How do you define complexity, then? Here is an attempt: A truly complex problem space is when an environment, situation, and circumstances within it are mostly unique, rare, and unusual, and thus difficult to practice on. You can still become knowledgable and an expert about this complex problem space, with an above 50% accuracy in predicting outcomes. This is in contrast with motor skills or driving skills, where you do want to get closer to 100% accuracy. Most people appreciate 0% serious traffic incidents, at least. Thus, truly complex problem space and environment are ones where you cannot form accurate intuitions.

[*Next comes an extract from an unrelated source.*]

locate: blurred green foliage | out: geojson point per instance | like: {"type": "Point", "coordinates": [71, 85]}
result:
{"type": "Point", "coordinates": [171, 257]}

In a nutshell, this is one of the bigger problems in Human Resources Management, that they have tried to crack for a long time. Lately, they have also looked for AI to help them. The complexity in this area is also shown in the empirical statistics, where you do have a lot of science establishing things like various personality traits being more successful in different positions. Yet, even if findings remain significant, they also remain with low accuracy: be it 65% or 80% of extraverts that perform better than the introverts in management positions, it still remains 20-35% where predictions were wrong. Even with the billions of data points that machine learning algorithms within human resources do have, at times, it is perhaps a bit under-whelming what they produce.
It would be a great feat indeed, if you were able to simulate the real world, such as a workplace, and through the wonder of reinforcement learning be able to twist and turn factors and attributes of people and scenarios. However, when people and society are involved, predictions immediately become more difficult to make. There is no super-computer like the one in the TV series “West World”, that predicts the human actors’ every move. We are left to wonder why people do what they do, at times, and can only try to guess and explain it after their deed. For example, why the leader of Russia declares war on their former brethren, many of us, even experts, have tried to explain the past two weeks. It is difficult to make an algorithm with accurate predictions when we barely understand ourselves in our chaotic world.